Skin Pharmacol Physiol. 2005 Sep-Oct;18(5):230-3. doi: 10.1159/000086668. Epub 2005 Jul 5.
Beta-blocking medications are rarely associated with drug-induced lupus erythematosus syndrome and have never been incriminated as a cause of subacute lupus erythematosus (SCLE). We present herein the first case of SCLE induced by acebutolol. A 57-year-old woman presented with a 1-month history of a cutaneous eruption of the photo-exposed areas. One month ago, the patient had started a treatment with oral acebutolol to cure a hypertension of 1-year evolution. Physical examination revealed erythematous scaly annular plaques, involving the face, arms and trunk. Immunologic serology findings revealed a positive titer of antinuclear antibodies up to 1/1,280 with positivity of antihistone and Ro/SSA antibodies. Acebutolol was stopped, and the lesions cleared completely 4 months later. Literature data, along with our case, suggest a link between acebutolol therapy and the onset of a lupus syndrome.
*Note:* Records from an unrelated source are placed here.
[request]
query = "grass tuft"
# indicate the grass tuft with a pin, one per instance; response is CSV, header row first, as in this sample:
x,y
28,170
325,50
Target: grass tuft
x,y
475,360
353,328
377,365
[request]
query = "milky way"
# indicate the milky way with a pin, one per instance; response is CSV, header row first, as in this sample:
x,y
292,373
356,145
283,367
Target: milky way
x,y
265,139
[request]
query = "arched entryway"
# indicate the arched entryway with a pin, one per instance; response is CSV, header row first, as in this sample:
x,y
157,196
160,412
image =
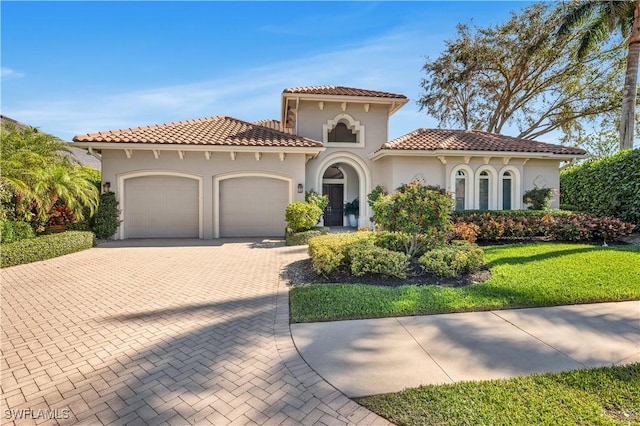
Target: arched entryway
x,y
344,177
Although this is the first report of acebutolol-induced SCLE, we should be aware of this occurrence, and avoidance of acebutolol is recommended in patients with stigmata of lupus erythematosus.
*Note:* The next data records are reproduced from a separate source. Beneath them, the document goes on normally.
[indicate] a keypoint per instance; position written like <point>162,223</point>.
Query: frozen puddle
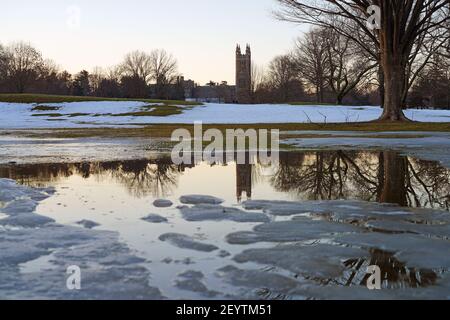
<point>146,229</point>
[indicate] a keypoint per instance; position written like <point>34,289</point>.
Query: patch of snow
<point>162,203</point>
<point>185,242</point>
<point>290,231</point>
<point>88,224</point>
<point>200,199</point>
<point>16,115</point>
<point>315,261</point>
<point>207,212</point>
<point>154,218</point>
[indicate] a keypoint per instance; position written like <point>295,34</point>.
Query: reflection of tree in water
<point>395,274</point>
<point>371,176</point>
<point>141,177</point>
<point>40,175</point>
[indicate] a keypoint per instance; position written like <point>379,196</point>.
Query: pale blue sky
<point>202,34</point>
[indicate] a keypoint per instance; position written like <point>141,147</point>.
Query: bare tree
<point>164,70</point>
<point>137,64</point>
<point>96,77</point>
<point>24,65</point>
<point>348,64</point>
<point>403,24</point>
<point>283,78</point>
<point>257,79</point>
<point>3,64</point>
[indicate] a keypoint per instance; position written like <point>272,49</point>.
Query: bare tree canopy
<point>137,64</point>
<point>403,26</point>
<point>23,65</point>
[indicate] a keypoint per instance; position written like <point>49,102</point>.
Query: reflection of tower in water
<point>243,181</point>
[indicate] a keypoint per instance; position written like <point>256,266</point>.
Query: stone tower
<point>243,75</point>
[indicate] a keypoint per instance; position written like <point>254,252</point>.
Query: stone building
<point>243,75</point>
β受体阻滞剂很少与药物性红斑狼疮综合征相关,且从未被认定为亚急性皮肤型红斑狼疮(SCLE)的病因。我们在此报告首例由醋丁洛尔诱发的SCLE病例。一名57岁女性,有1个月光暴露部位皮肤发疹的病史。1个月前,该患者开始口服醋丁洛尔治疗病程长达1年的高血压。体格检查发现面部、手臂和躯干出现红斑鳞屑性环状斑块。免疫血清学检查结果显示抗核抗体滴度阳性高达1/1280,抗组蛋白抗体和Ro/SSA抗体阳性。停用醋丁洛尔后,皮损在4个月后完全消退。文献数据以及我们的病例表明醋丁洛尔治疗与狼疮综合征的发生之间存在关联。尽管这是首例醋丁洛尔诱发SCLE的报告,但我们应注意到这种情况,对于有红斑狼疮体征的患者,建议避免使用醋丁洛尔。